Achieving Custom Bakken Frack Solutions

After a year in the lab, Nine Energy proved a nontraditional method can increase stage count, frack control and Bakken well production.
By Luke Geiver | May 05, 2016

Kendall Manning is happy to debate the various ways an unconventional oil well should be hydraulically fractured. As an oil industry veteran, Manning has been involved with numerous projects and well-completion strategies from Texas to North Dakota. He’s seen firsthand which approaches yield the most desired results in his 20-plus year career working for the likes of Halliburton, Baker Hughes and others. As the Director of Sales for Nine Energy, an energy services company with more than 500 employees and operations in every major U.S. basin, Manning was involved in a unique hydraulic fracturing method that has reduced the number of days needed to complete a 50-stage Bakken well from 15 days to two.

We spoke with Manning about the research and results from Nine Energy’s new Divert-A-Frac system ahead of the soon-to-be-published Society for Petroleum Engineers paper detailing the multi-party effort.

Developing The Divert-A-Frac
According to Ricky Green, vice president for Nine’s Rocky Mountain region, a nondisclosed operator was looking for a single-point entry solution to increase stage count on a 10,000-foot lateral in a Bakken-targeted well. The goal was to increase frack stage count from 35 stages to 50 without using limited entry cluster stimulation. Manning, who remembers when Bakken operators were fracking wells with only eight stages per well, says the effort and research required to make the leap from 35 to 50 stages was no easy task. “We had gotten to where our basic stuff in the Bakken was either a 30 or 35 stage system,” Manning says. “This [35 to 50] is a substantial jump.”

Over a period of one year, Nine Energy’s team researched, tested and designed a system to meet its client’s needs. The final system utilizes swell packers to isolate each desired zone spaced at roughly 250 feet. Each discrete fracture zone includes frack sleeves pressure tested with dissolvable metallic actuation balls. Computational fluid dynamic modeling was used to demonstrate and verify that ball-on-seat performance would not be affected by the planned proppant stimulation in the 50-sleeve system. “You can simulate millions of pounds of proppant going through that seat,” he says of the computational modeling. “The tolerances are so tight we have to make sure we aren’t going to erode the seat.”

Because the balls can only range in size from 3 inches to roughly 1.5 inches, the tolerances for the individual balls and sleeves are very tight, he says, and there is no room for error if the desired results of 50 isolated frack sections are to be achieved. The computational modeling showed the system would work, but in-field testing also provided assurance the tight tolerance of the ball-seat sleeve system would hold up to immense pressure and proppant flow. During the first live test, Nine’s team followed pressure signatures created during a frack job using the DAF system. “You could see a pressure signature every time a ball was seated,” Manning says, proving that once dropped, the balls were holding and the isolated portions of the well were receiving the appropriate stimulation load.

DAF In The Bakken
During its use in the Williston Basin, the Nine team fracked a 50-stage well in roughly 50 hours. In comparison, a 50-stage cemented plug-and-perf system can take over two weeks, Manning says. The well was stimulated with 3.5 million pounds of proppant and roughly 2.1 million gallons of fluid. During the frack job, each stage took roughly one hour and there was zero non-productive time related to the DAF system.

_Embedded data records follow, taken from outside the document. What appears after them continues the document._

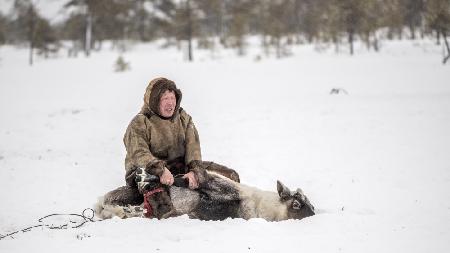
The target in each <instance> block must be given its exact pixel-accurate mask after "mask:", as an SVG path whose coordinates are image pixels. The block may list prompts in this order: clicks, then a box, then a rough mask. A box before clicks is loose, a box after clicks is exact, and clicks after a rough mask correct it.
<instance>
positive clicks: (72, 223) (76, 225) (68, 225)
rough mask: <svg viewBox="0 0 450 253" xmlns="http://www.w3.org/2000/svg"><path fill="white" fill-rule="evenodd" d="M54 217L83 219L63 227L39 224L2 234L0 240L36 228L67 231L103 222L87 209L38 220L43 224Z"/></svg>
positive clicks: (29, 230) (56, 214)
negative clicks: (45, 221)
mask: <svg viewBox="0 0 450 253" xmlns="http://www.w3.org/2000/svg"><path fill="white" fill-rule="evenodd" d="M88 211H89V212H90V214H88V213H87V212H88ZM54 216H71V217H80V218H82V219H83V220H82V222H80V223H78V222H76V221H73V220H72V219H70V220H69V221H68V222H67V223H65V224H62V225H54V224H39V225H34V226H30V227H27V228H24V229H20V230H17V231H14V232H11V233H8V234H6V235H1V234H0V240H3V239H4V238H6V237H9V236H12V235H14V234H17V233H19V232H22V233H25V232H29V231H31V230H32V229H34V228H38V227H46V228H49V229H67V228H79V227H81V226H83V225H84V224H86V223H88V222H96V221H101V220H94V216H95V212H94V210H93V209H92V208H86V209H84V210H83V211H82V212H81V214H75V213H70V214H59V213H53V214H49V215H46V216H44V217H42V218H40V219H38V222H41V223H42V222H43V221H44V220H45V219H47V218H49V217H54ZM70 224H74V225H73V226H69V225H70Z"/></svg>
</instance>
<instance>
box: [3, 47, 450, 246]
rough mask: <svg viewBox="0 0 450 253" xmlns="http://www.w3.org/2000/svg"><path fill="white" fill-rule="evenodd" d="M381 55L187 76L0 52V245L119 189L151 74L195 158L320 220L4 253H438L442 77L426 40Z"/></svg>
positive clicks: (226, 64)
mask: <svg viewBox="0 0 450 253" xmlns="http://www.w3.org/2000/svg"><path fill="white" fill-rule="evenodd" d="M383 46H384V47H383V50H382V52H381V53H373V52H367V51H365V49H362V48H360V49H359V52H358V54H357V55H355V56H353V57H351V56H349V55H347V54H335V53H334V52H332V49H330V50H329V52H327V51H326V52H322V53H318V52H316V51H315V50H314V47H313V46H300V47H297V48H295V50H294V56H292V57H289V58H285V59H281V60H276V59H274V58H270V57H269V58H266V57H264V56H263V55H262V54H261V53H260V52H259V51H260V49H259V48H253V49H252V50H250V51H249V54H248V55H247V56H246V57H243V58H238V57H235V56H230V52H226V51H216V52H213V53H212V52H211V51H203V52H201V51H196V52H195V55H194V56H195V59H196V61H195V62H193V63H187V62H184V61H183V59H182V58H183V57H182V54H181V53H180V52H178V51H176V50H174V49H160V48H159V47H158V46H157V45H156V44H145V45H135V46H134V47H133V48H132V50H131V51H129V52H127V53H125V54H124V58H125V60H126V61H129V62H130V64H131V71H128V72H124V73H115V72H113V63H114V62H115V60H116V59H117V57H118V53H117V52H114V51H110V50H104V51H102V52H99V53H94V54H93V55H92V56H91V58H89V59H87V58H85V57H84V56H81V57H79V58H65V56H63V52H62V55H61V56H60V57H57V58H53V59H49V60H43V59H37V61H36V63H35V65H34V66H33V67H29V66H28V65H27V62H28V61H27V57H28V51H27V50H26V49H17V48H13V47H10V46H4V47H0V122H1V124H0V187H1V188H0V200H1V204H0V234H2V235H5V234H7V233H10V232H12V231H16V230H18V229H23V228H26V227H29V226H32V225H38V224H39V223H38V221H37V219H39V218H40V217H43V216H45V215H47V214H51V213H80V212H81V211H82V210H83V209H84V208H87V207H92V206H93V204H94V203H95V202H96V200H97V197H98V196H100V195H102V194H104V193H105V192H107V191H109V190H111V189H113V188H115V187H117V186H120V185H123V184H124V179H123V177H124V168H123V159H124V156H125V150H124V147H123V144H122V136H123V133H124V132H125V129H126V127H127V124H128V122H129V121H130V120H131V118H132V117H133V116H134V115H135V114H136V113H137V112H138V111H139V109H140V107H141V105H142V97H143V94H144V90H145V87H146V86H147V83H148V81H149V80H150V79H152V78H154V77H158V76H165V77H168V78H171V79H173V80H174V81H176V83H177V84H178V86H179V87H180V88H181V89H182V91H183V93H184V94H183V95H184V96H183V101H182V106H183V107H184V108H185V109H186V110H187V111H188V112H189V113H190V114H191V115H192V117H193V119H194V121H195V123H196V126H197V128H198V130H199V132H200V137H201V142H202V151H203V158H204V159H205V160H213V161H215V162H218V163H222V164H225V165H227V166H229V167H232V168H234V169H236V170H237V171H239V173H240V175H241V180H242V182H243V183H245V184H248V185H253V186H256V187H258V188H261V189H265V190H272V191H275V190H276V179H279V180H281V181H282V182H284V183H285V184H286V185H287V186H289V187H291V189H295V188H297V187H301V188H302V189H303V190H304V192H305V193H306V194H307V196H308V197H309V198H310V200H311V202H312V204H313V205H314V206H315V207H316V209H317V210H318V214H317V215H316V216H313V217H310V218H307V219H303V220H300V221H296V220H290V221H284V222H266V221H264V220H260V219H254V220H249V221H245V220H241V219H234V220H233V219H228V220H225V221H214V222H212V221H209V222H205V221H198V220H190V219H188V218H187V217H177V218H171V219H168V220H161V221H158V220H149V219H140V218H133V219H128V220H120V219H111V220H106V221H101V222H96V223H87V224H85V225H84V226H82V227H81V228H77V229H65V230H51V229H48V228H42V227H40V228H36V229H33V230H31V231H30V232H27V233H18V234H15V235H14V236H12V237H8V238H5V239H3V240H1V241H0V252H30V251H35V250H39V251H45V252H59V251H60V250H64V252H82V251H83V250H85V251H86V252H88V251H91V250H92V249H93V248H95V249H105V250H106V251H108V252H124V251H134V250H140V251H149V252H179V251H183V252H211V251H213V252H274V251H280V250H281V251H283V252H284V251H288V252H289V251H292V252H425V251H428V252H448V251H449V250H450V241H449V238H450V202H449V200H450V155H449V152H450V69H449V66H443V65H442V64H441V63H440V52H441V50H440V47H437V46H435V45H434V44H433V42H430V41H420V42H411V41H403V42H386V43H385V44H384V45H383ZM260 54H261V56H263V57H262V58H263V59H262V60H261V61H256V60H255V59H257V58H258V55H260ZM212 58H213V59H214V60H213V59H212ZM332 88H342V89H345V90H346V91H347V92H348V95H346V94H338V95H330V94H329V93H330V90H331V89H332ZM69 218H70V217H59V218H58V220H53V221H51V222H55V224H57V222H61V223H65V222H67V221H68V219H69Z"/></svg>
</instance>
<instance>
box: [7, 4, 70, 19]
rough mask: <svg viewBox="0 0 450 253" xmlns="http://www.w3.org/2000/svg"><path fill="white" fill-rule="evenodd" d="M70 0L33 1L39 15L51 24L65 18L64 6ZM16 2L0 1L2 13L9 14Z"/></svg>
mask: <svg viewBox="0 0 450 253" xmlns="http://www.w3.org/2000/svg"><path fill="white" fill-rule="evenodd" d="M68 1H69V0H33V2H34V3H35V5H36V7H37V9H38V11H39V14H41V15H42V16H43V17H45V18H47V19H49V20H50V22H51V23H55V22H58V21H61V20H62V19H63V18H64V16H65V15H64V10H63V9H62V7H63V5H64V4H66V3H67V2H68ZM13 3H14V0H0V12H1V13H3V14H9V13H10V12H11V9H12V6H13Z"/></svg>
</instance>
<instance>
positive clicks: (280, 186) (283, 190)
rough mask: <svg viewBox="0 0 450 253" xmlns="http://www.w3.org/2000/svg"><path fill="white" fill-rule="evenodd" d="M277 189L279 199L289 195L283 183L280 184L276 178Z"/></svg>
mask: <svg viewBox="0 0 450 253" xmlns="http://www.w3.org/2000/svg"><path fill="white" fill-rule="evenodd" d="M277 191H278V195H279V196H280V198H281V200H287V199H289V198H290V197H291V191H290V190H289V188H287V187H286V186H285V185H284V184H282V183H281V182H280V181H279V180H277Z"/></svg>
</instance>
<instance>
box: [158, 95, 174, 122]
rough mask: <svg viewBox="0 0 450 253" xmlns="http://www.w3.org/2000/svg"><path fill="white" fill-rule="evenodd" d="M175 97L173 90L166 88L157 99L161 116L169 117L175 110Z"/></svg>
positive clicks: (171, 115)
mask: <svg viewBox="0 0 450 253" xmlns="http://www.w3.org/2000/svg"><path fill="white" fill-rule="evenodd" d="M176 105H177V98H176V96H175V92H174V91H169V90H166V91H165V92H164V93H163V94H162V96H161V99H160V100H159V113H160V115H161V116H163V117H166V118H170V117H172V115H173V114H174V112H175V106H176Z"/></svg>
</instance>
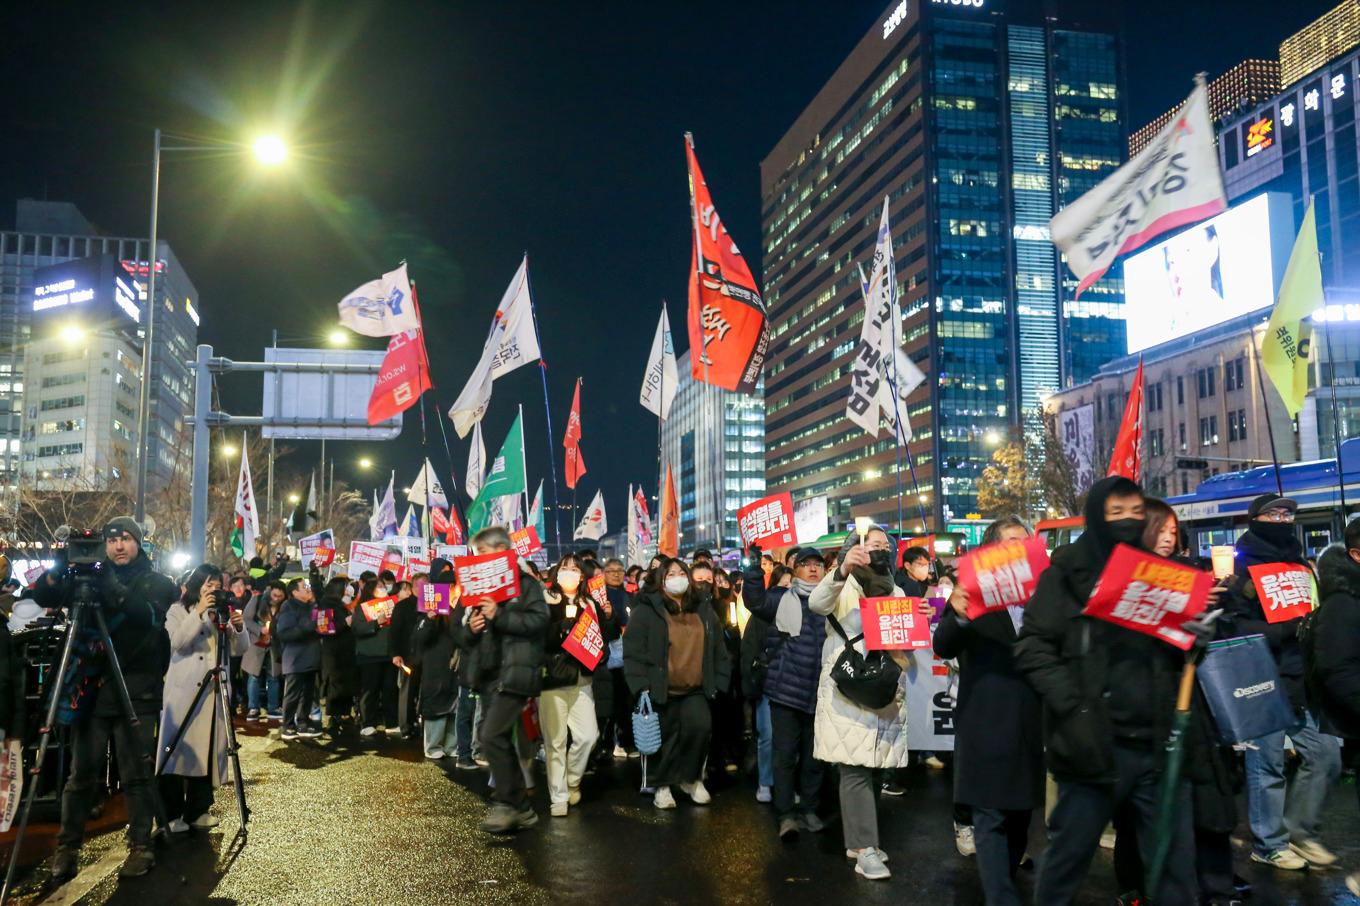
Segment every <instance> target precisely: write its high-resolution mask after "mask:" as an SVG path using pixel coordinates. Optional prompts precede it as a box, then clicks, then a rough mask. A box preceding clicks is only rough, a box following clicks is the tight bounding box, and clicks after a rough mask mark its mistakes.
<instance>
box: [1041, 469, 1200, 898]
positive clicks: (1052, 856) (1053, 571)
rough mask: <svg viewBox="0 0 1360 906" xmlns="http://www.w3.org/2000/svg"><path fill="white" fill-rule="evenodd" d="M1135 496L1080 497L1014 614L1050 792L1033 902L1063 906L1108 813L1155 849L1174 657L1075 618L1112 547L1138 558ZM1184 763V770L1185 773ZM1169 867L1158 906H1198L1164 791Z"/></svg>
mask: <svg viewBox="0 0 1360 906" xmlns="http://www.w3.org/2000/svg"><path fill="white" fill-rule="evenodd" d="M1144 528H1145V516H1144V499H1142V490H1141V488H1140V487H1138V486H1137V484H1136V483H1134V482H1132V480H1129V479H1126V477H1121V476H1111V477H1106V479H1102V480H1099V482H1096V483H1095V484H1093V486H1092V487H1091V491H1089V492H1088V495H1087V503H1085V532H1084V533H1083V535H1081V537H1078V539H1077V540H1076V541H1074V543H1072V544H1065V546H1062V547H1059V548H1057V550H1055V551H1054V552H1053V558H1051V560H1050V566H1049V569H1047V570H1046V571H1044V573H1043V575H1042V577H1040V578H1039V585H1038V588H1036V589H1035V593H1034V597H1031V599H1030V604H1028V605H1027V607H1025V608H1024V620H1023V624H1021V628H1020V638H1019V641H1017V642H1016V645H1015V665H1016V668H1017V669H1019V671H1020V673H1023V675H1024V677H1025V679H1027V680H1028V683H1030V684H1031V686H1032V687H1034V690H1035V691H1036V692H1038V694H1039V698H1040V699H1042V701H1043V710H1044V720H1043V735H1044V743H1046V750H1047V767H1049V770H1050V773H1051V774H1053V777H1054V779H1055V781H1057V784H1058V801H1057V804H1055V805H1054V808H1053V812H1051V815H1050V816H1049V849H1047V852H1046V853H1044V857H1043V862H1042V865H1040V868H1039V876H1038V880H1036V884H1035V902H1036V903H1043V905H1044V906H1050V905H1053V906H1061V905H1065V903H1072V902H1073V901H1074V898H1076V895H1077V892H1078V891H1080V888H1081V883H1083V880H1084V879H1085V875H1087V872H1088V869H1089V867H1091V858H1092V856H1095V852H1096V849H1098V848H1099V845H1100V834H1102V831H1103V830H1104V828H1106V826H1107V824H1108V822H1110V819H1111V818H1112V816H1114V815H1115V812H1117V811H1119V809H1122V808H1127V809H1129V815H1130V820H1132V822H1133V827H1134V828H1136V831H1137V838H1138V845H1140V846H1141V848H1142V853H1144V860H1145V861H1146V856H1148V854H1149V852H1151V846H1152V842H1153V839H1155V834H1153V824H1155V822H1156V811H1157V785H1159V781H1160V775H1161V766H1163V754H1161V748H1163V744H1164V743H1166V740H1167V736H1168V735H1170V732H1171V717H1172V713H1174V711H1175V702H1176V688H1178V686H1179V680H1180V672H1182V665H1183V654H1182V652H1179V650H1178V649H1175V648H1172V646H1171V645H1168V643H1166V642H1161V641H1160V639H1156V638H1152V637H1151V635H1145V634H1142V633H1136V631H1133V630H1127V628H1123V627H1119V626H1115V624H1112V623H1107V622H1104V620H1099V619H1095V618H1089V616H1083V615H1081V612H1083V609H1084V608H1085V605H1087V600H1088V599H1089V597H1091V592H1092V589H1093V588H1095V585H1096V582H1098V581H1099V578H1100V573H1102V571H1103V570H1104V567H1106V563H1107V562H1108V559H1110V555H1111V554H1112V552H1114V548H1115V546H1117V544H1121V543H1122V544H1129V546H1134V547H1137V546H1140V543H1141V539H1142V532H1144ZM1190 760H1191V755H1189V754H1187V756H1186V762H1187V763H1190ZM1175 797H1176V805H1175V809H1174V819H1172V824H1171V828H1170V833H1171V835H1172V839H1171V849H1170V856H1168V858H1167V864H1166V869H1164V871H1163V876H1161V882H1160V886H1159V890H1156V891H1148V894H1149V895H1151V896H1152V899H1153V902H1157V903H1197V902H1198V890H1197V883H1195V872H1194V837H1193V830H1191V822H1190V813H1191V812H1190V788H1189V782H1187V781H1186V779H1185V778H1182V782H1180V784H1179V786H1178V788H1176V790H1175Z"/></svg>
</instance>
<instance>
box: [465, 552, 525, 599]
mask: <svg viewBox="0 0 1360 906" xmlns="http://www.w3.org/2000/svg"><path fill="white" fill-rule="evenodd" d="M453 570H454V574H456V575H457V577H458V585H461V586H462V596H464V597H465V599H468V601H471V603H473V604H476V603H477V601H480V600H483V599H487V597H490V599H491V600H492V601H509V600H510V599H511V597H518V596H520V565H518V563H517V560H515V554H514V551H499V552H495V554H480V555H476V556H460V558H458V559H456V560H454V562H453Z"/></svg>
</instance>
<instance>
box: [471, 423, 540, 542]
mask: <svg viewBox="0 0 1360 906" xmlns="http://www.w3.org/2000/svg"><path fill="white" fill-rule="evenodd" d="M526 488H528V484H526V482H525V477H524V426H522V424H521V423H520V415H515V416H514V423H513V424H511V426H510V433H509V434H506V442H505V443H502V445H500V452H499V453H496V458H495V460H492V461H491V468H490V469H488V471H487V477H486V480H484V482H483V483H481V490H480V491H477V499H475V501H473V502H472V505H471V506H469V507H468V531H469V532H479V531H481V529H483V528H486V518H487V511H488V509H490V507H491V501H492V498H496V497H509V495H511V494H524V492H525V490H526Z"/></svg>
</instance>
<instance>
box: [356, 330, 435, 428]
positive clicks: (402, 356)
mask: <svg viewBox="0 0 1360 906" xmlns="http://www.w3.org/2000/svg"><path fill="white" fill-rule="evenodd" d="M432 386H434V385H432V384H431V382H430V362H428V359H427V358H426V352H424V339H423V337H422V336H420V331H403V332H401V333H393V335H392V340H389V341H388V355H386V356H384V359H382V369H381V370H379V371H378V381H377V384H374V385H373V396H370V397H369V424H378V423H379V422H386V420H388V419H390V418H393V416H394V415H397V414H398V412H405V411H407V409H409V408H411V407H412V405H415V404H416V400H419V399H420V395H422V393H424V392H426V390H428V389H431V388H432Z"/></svg>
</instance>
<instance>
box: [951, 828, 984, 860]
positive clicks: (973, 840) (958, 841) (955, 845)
mask: <svg viewBox="0 0 1360 906" xmlns="http://www.w3.org/2000/svg"><path fill="white" fill-rule="evenodd" d="M953 848H955V849H957V850H959V854H960V856H964V857H968V856H976V854H978V843H976V841H975V839H974V837H972V826H971V824H960V823H959V822H955V823H953Z"/></svg>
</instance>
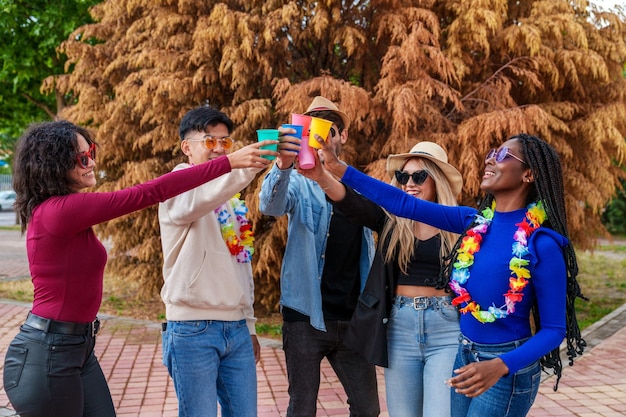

The system is designed for high volumes of proppant and fluid. And, according to the Nine team, it works best on long horizontal wells in the 10,000-foot lateral length range. Currently, Manning believes individual frack stages will be spaced at 250 feet because “you aren’t going to get much more increased drainage by fracking every 100 feet versus fracking every 200 feet.”

Until the SPE paper is published, Manning is not at liberty to discuss the productivity gains achieved by the stimulation approach, but the initial client that asked for the custom solution is now deploying the method in all new wells. The operator is also looking to add friction reducers to the fluid to increase the amount of pressure applied to the rock. In North Dakota, surface restrictions on pressure pumping applications limits the amount of pressure that can be applied downhole. “The more hydraulic force you apply, the more exposure that you get, which means more production,” Manning adds.

While Manning is working to expand the use of the system to other plays that feature longer laterals, the team is already back in the lab working on a new custom solution for its existing Bakken clients. “Everybody thinks we just use a bigger hammer but there is a lot of science involved in all of it,” Manning says. So, only a few months after proving the DAF solution, the Nine team is working on its new request. “The operator wants to know how we can do more than 50.”